C’est intéressant. Cela montre bien les détournements effectués par la culture électronique. La communauté, via les rapports sociaux électroniques, ont détourné le smiley pour le changer en moyen d’expression d’une sensibilité ludique et festive. Elle a détourné les instruments de travail, de production et de pédagogie pour les transformer en spectacle, en forme d’amusement afin de célébrer un "nous" joyeux. Il s’agit donc du détournement du travail vers la fête.   

Bien entendu, le fait que cela soit aussi lié à l’univers de l’extase – je pense ici à l’ecstasy – montre une certaine forme d’excès. Cela renvoie finalement au carnaval, au dédoublement des sens, à quelque chose de très joyeux, mais aussi de dangereux puisque l’individu se perd dans quelque chose de plus grand que lui.

Au carnaval ? Le smiley serait-il le masque de l’internaute ? Une façon de déguiser ses émotions ?

Oui et non. Ce masque parle d’une forme de culture qui est belle et bien réelle et qui tend de plus en plus à occuper le centre de la scène. C’est le retour du festif, du ludique et de l’onirique dans notre société contemporaine.

Ne marque-t-il pas aussi la fin de l’ironie dans les échanges par écrit, un manque de subtilité ?

On se fourvoie en disant que les cultures contemporaines sont « débiles », si vous me passez l’expression. En réalité, derrière chaque smiley, il y a une histoire. Derrière chaque forme de communication ponctuée par un smiley, il existe du secret, du mystère, des subtilités que seuls les membres de la "tribu" concernée peuvent comprendre.

Il y a de la récréation et de la recréation qui se joue là-dedans, notamment au sein des jeunes générations qui arrivent à communiquer avec cinq personnes à la fois tout en jouant à un jeu vidéo et en faisant leurs devoirs en même temps.
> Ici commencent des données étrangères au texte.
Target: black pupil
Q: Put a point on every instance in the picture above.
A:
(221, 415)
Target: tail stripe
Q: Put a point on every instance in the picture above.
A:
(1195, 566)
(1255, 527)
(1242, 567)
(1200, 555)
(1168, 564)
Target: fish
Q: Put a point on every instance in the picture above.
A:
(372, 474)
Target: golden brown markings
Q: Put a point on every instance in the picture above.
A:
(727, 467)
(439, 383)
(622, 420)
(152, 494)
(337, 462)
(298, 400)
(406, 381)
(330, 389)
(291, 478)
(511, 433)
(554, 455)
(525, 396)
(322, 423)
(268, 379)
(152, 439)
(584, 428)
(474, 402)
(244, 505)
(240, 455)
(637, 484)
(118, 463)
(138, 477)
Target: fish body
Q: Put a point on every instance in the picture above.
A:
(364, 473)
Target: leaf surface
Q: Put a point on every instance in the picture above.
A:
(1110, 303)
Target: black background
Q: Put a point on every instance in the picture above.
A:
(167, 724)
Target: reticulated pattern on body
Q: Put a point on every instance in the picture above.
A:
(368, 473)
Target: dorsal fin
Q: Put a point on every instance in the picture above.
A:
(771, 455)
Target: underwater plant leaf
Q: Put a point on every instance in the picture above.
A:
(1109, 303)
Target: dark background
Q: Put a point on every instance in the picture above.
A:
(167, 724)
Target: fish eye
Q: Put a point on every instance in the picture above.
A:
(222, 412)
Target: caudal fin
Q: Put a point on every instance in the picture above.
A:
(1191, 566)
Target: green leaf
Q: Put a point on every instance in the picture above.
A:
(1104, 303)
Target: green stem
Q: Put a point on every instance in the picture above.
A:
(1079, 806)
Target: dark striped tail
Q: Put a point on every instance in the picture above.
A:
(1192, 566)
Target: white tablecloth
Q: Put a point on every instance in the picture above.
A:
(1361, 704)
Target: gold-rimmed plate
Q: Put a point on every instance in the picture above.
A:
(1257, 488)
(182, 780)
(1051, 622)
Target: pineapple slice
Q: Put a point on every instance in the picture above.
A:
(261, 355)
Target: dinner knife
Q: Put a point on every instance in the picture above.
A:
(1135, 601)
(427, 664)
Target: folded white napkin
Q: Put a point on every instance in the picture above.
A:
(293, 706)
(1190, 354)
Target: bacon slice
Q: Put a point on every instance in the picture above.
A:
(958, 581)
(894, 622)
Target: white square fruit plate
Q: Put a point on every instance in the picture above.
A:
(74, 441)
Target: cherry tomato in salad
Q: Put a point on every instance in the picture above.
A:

Les générations plus âgées sont incapables de faire cela.

D’un point de vue empirique, il semblerait que le smiley soit de plus en plus utilisé dans les mails professionnels. Comment l’interprétez-vous ?

Auparavant, le travail et le politique étaient les moteurs de la société. Désormais, c’est l’inverse : ce sont les rapports sociétaux de base qui développent des formes culturelles, qui se propagent ensuite dans les sphères du travail ou du politique. Le smiley est donc l’un des éléments du feu sacré du quotidien.

On constate ainsi que le travail et le politique essayent de résister, de survivre malgré leur obsolescence en martyrisant les formes de communication sensibles issues du réseau numérique.

Le smiley serait donc le symbole du combat qui oppose Internet au pouvoir politique ?

Absolument. Mais ce n’est pas un combat révolutionnaire. Ce combat se joue sur un mode ludique, sur le mode de la fête. Ce n’est pas une guerre. Internet est alternatif au pouvoir politique, bien-sûr. Mais son but n’est pas de s’opposer à celui-ci. Il s’agit d’un monde qui n’a pas besoin de s’opposer au système pour exister, mais dessine des formes d’autonomie douées de mythes, dieux et émotions propres, ainsi que de ses propres formes de pouvoir.

Pensez-vous que dans le futur les smileys soient utilisés comme des mots dans la littérature ?

Je le pense. Nous nous trouvons actuellement qu’au début d’un phénomène. La culture devrait de plus en plus intégrer les sens et le corps. On devrait bientôt voir l’inversion entre le verbe et la chair. Dans la Bible, le verbe vient en premier. Dans notre société contemporaine, c’est la chair !

Les futuristes et les dadaïstes avaient d’ailleurs déjà commencé à développer ce genre d’écriture qui dépasse l’aspect rigide de l’alphabet.